July 20, 2015 Practice Points

Alabama Supreme Court Requires Policyholders to Arbitrate

By Mitchell Marinello

In American Bankers Ins. Co. v. Tellis, 062615 ALSC 1131514 (June 26, 2015), the Alabama Supreme Court held that policyholders, who did not sign, read, or even receive insurance forms that contained arbitration agreements, nevertheless, had manifested their assent to the arbitration agreements by affirmatively renewing their policies and paying premiums. Accordingly, the court held that the policyholders were required to arbitrate their claims that American Bankers had sold them homeowners’ insurance with a level of coverage that they could never receive even if the covered property was a total loss.

In the case, several policyholders had sued the insurer for breach of contract, fraud, unjust enrichment, and other claims. The insurer moved to compel arbitration based on arbitration agreements contained in two of the forms that constituted a part of the policy. The trial courts denied the motions to compel, and the insurer appealed. Several appeals that arose out of nearly identical facts were then consolidated.

The policyholders stated that the arbitration provision was not contained in the insurance applications that they signed, and that they did not sign, read or receive the two insurance forms in which the arbitration provisions appeared. They argued that, as a result, they never agreed to arbitrate their disputes.

The Alabama Supreme Court held that the arbitration provision did not have to be in the insurance application, or any document that the policyholders signed, in order to be enforceable. The court noted that the insurance policy stated that it was not complete without the declarations page and that the declarations page listed the two forms that contained the arbitration agreements. The court held that the policyholders had a duty to “to investigate those forms because the declarations page indicated that the forms were part of the policy.” The court held that the policyholders’ failure to do so did not relieve them of the arbitration agreements those forms contained. Instead, the court ruled that by renewing their policies and paying the premiums for them, the policyholders ratified the insurance policies, including their arbitration provisions.

The chief justice of the court issued a vigorous dissent, arguing that the plaintiffs could not be denied their constitutional right to a jury without a knowing and voluntary waiver of their jury right which, he maintained, had not occurred. The dissent went further, arguing that the Federal Arbitration Act (FAA) was originally intended to be strictly a procedural statute limited to federal cases and that it should not apply to lawsuits in state court.
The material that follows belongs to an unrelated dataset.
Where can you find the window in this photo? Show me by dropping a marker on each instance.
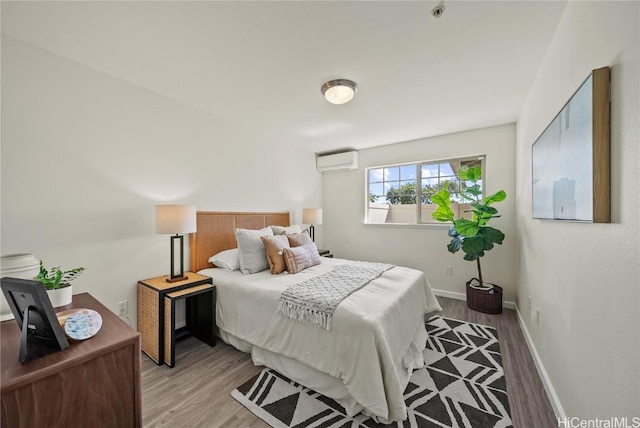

The chief judge cited substantial authority for his position, mostly in the form of the FAA’s legislative history and dissenting opinions in other cases, including dissents by various justices of the United States Supreme Court.

Keywords: alternative dispute resolution, litigation, insurance application, forms, renewal, payment of premiums, ratification, arbitration, right to a jury

Mitchell L. Marinello is with Novack and Macey LLP in Chicago, Illinois.